Si gioca al casinò 600mila euro dei fedeli. Il prete ludopatico

Venezia – Se i preti sono malati di sesso. D’amore. E di… gioco. Due anni fa don Contin, quel parroco, ormai ex, della parrocchia di San Lazzaro, nel padovano, che organizzava festini, orge, faceva sesso con le amanti, in canonica aveva falli in lattice disposti in ordine crescente e tra gli scaffali aveva i video delle orge catalogati con i nomi dei Papi.

Ecco, l’altro giorno don Contin ha patteggiato un anno, pena sospesa, e un risarcimento da 11 mila e 500 euro, per lesioni personali aggravate e minacce nei confronti di una sua ex amante.

Ma ieri a una trentina di chilometri da quella parrocchia, è emersa la verità su un altro caso, un altro prete. Questa volta malato di gioco.
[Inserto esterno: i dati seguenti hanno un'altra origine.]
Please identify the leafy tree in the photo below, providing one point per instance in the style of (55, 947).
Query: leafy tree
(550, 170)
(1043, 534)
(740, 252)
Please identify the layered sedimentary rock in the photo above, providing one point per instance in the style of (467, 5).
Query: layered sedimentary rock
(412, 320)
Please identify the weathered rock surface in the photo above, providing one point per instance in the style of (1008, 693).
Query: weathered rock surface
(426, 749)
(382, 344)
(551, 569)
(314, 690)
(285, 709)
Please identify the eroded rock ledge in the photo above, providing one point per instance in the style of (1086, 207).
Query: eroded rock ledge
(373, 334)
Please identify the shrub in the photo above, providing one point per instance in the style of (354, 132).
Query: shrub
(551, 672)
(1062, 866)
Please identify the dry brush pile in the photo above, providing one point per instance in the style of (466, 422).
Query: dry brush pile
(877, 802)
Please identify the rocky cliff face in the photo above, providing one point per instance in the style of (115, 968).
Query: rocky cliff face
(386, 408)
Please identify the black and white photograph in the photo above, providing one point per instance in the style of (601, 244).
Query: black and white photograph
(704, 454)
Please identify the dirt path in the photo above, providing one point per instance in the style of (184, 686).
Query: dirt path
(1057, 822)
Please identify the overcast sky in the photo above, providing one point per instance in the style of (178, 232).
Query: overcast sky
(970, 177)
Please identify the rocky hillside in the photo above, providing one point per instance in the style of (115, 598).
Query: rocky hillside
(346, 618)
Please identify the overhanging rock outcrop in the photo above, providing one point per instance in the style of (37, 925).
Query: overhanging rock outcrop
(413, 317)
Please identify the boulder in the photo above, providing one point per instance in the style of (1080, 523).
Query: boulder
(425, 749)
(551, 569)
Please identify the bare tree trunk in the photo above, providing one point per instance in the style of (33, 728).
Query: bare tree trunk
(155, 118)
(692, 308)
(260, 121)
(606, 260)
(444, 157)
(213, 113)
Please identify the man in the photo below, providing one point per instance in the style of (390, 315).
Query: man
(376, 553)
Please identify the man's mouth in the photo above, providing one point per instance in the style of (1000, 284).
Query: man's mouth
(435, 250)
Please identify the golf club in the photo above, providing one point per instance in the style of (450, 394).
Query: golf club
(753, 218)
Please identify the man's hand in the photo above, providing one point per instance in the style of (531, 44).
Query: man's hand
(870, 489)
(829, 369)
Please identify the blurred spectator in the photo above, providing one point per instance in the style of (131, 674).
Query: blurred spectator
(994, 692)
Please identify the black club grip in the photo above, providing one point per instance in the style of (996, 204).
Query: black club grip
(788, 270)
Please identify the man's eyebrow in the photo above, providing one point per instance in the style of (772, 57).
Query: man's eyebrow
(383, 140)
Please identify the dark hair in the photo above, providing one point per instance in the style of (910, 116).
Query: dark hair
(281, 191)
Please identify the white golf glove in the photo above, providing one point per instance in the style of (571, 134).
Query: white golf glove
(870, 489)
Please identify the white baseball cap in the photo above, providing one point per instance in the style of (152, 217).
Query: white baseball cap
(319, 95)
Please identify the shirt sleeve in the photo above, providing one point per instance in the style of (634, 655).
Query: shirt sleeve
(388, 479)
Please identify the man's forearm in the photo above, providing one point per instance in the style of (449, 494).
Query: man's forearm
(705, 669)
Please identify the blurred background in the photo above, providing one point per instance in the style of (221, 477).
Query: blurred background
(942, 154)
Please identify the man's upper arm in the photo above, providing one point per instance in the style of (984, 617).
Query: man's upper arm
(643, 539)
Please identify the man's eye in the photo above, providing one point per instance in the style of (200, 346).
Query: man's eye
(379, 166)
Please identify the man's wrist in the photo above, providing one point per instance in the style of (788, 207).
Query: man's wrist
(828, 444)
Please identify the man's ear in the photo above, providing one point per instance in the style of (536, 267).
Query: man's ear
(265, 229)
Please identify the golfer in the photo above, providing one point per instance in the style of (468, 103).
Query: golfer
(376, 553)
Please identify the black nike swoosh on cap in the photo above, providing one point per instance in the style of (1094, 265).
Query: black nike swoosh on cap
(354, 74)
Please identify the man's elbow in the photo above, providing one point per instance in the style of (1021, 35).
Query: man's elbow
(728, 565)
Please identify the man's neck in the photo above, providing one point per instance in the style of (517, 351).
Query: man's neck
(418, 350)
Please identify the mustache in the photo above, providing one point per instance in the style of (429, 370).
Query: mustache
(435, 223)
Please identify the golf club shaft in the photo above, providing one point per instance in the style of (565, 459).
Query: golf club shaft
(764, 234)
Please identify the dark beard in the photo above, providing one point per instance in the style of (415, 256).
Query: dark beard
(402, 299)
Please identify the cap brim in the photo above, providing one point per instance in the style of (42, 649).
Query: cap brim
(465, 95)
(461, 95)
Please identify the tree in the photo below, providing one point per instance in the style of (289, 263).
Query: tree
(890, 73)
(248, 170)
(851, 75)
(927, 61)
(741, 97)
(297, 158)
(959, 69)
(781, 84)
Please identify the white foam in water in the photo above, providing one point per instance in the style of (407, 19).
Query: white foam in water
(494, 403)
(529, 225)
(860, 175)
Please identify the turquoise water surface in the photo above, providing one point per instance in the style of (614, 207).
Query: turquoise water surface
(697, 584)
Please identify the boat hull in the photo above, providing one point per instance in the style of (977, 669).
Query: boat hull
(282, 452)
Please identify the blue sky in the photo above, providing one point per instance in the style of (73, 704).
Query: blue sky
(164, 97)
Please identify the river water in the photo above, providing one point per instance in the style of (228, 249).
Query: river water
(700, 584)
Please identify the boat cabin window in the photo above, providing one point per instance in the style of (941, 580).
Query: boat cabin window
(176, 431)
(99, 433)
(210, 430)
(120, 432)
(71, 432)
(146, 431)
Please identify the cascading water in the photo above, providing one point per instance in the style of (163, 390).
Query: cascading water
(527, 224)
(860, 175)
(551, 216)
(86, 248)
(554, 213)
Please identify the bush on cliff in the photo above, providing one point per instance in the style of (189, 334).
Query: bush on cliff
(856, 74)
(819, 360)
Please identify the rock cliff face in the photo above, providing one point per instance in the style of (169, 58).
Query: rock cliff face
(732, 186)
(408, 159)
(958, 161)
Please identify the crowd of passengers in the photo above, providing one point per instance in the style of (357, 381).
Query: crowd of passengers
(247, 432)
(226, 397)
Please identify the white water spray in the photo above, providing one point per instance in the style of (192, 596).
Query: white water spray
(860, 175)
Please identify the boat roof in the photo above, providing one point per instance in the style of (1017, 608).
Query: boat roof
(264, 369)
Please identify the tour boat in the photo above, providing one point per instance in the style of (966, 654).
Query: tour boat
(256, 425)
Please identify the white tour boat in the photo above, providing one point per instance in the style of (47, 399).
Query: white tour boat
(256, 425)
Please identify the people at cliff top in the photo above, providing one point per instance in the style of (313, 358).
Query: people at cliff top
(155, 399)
E anche questo ha patteggiato due anni di reclusione per essersi intascato 600 mila euro giocandosi i soldi delle offerte, quelle dei fedeli, quelle che ogni domenica la gente che va a battersi il petto in chiesa mette nell’apposita busta. Dopo il verdetto ha promesso: «Restituirò tutto, datemi solo un po’ di tempo».

Il parroco incriminato, anche lui ormai ex, è don Flavio Gobbo, della parrocchia dei Santi Vito e Modesto di Spinea, un comune in provincia di Venezia. Soldi, di proprietà della parrocchia, che sarebbero dovuti servire per realizzare un oratorio, ma che invece il don ha preferito investire nel gioco d’azzardo.

Il caso era scoppiato ancora nell’autunno di due anni fa quando don Gobbo se n’era andato improvvisamente. La Diocesi di Treviso in quell’occasione aveva comunicato che il parroco aveva sospeso il servizio per «una situazione di affaticamento» che lo aveva «spinto a chiedere ai superiori un tempo di riposo», concessogli dal vescovo.

Ma in realtà poco dopo si scoprì che dalle casse della parrocchia mancavano dei soldi, inizialmente si parlava di duemila, tremila euro. Da lì partirono le indagini che hanno portato ad accertare che il buco è in realtà maggiore. Sono circa 600 mila euro. Un debito creato in poco tempo, da quando don Gobbo aveva iniziato a reggere la parrocchia di Spinea. Ad accorgersi è stato il Consiglio per gli affari economici, che aveva subito avvisato il vescovo di Treviso. I soldi sarebbero spariti un po’ alla volta. Don Gobbo «prelevava» goccia dopo goccia e poi li restituiva, ma poi non è stato più in grado di contenersi e ha iniziato a vendere anche alcuni beni della parrocchia, che tra l’altro è pure una delle più ricche della Diocesi. Aveva detto che quei soldi sarebbero serviti per farci l’oratorio. Che però non è mai stato realizzato.

Mercoledì si è chiuso il processo a suo carico, il don che è stato sospeso dalla diocesi, ora ha avviato un percorso di cura per ludopatia, a cui fa sapere la diocesi «ha accettato fin da subito di sottoporsi».

Ma né la parrocchia, ne il vescovo si sono costituiti parte civile: prima della conclusione delle indagini preliminari, il don ha firmato un accordo transattivo con il quale si impegna a restituire, a rate, almeno una parte del denaro sottratto.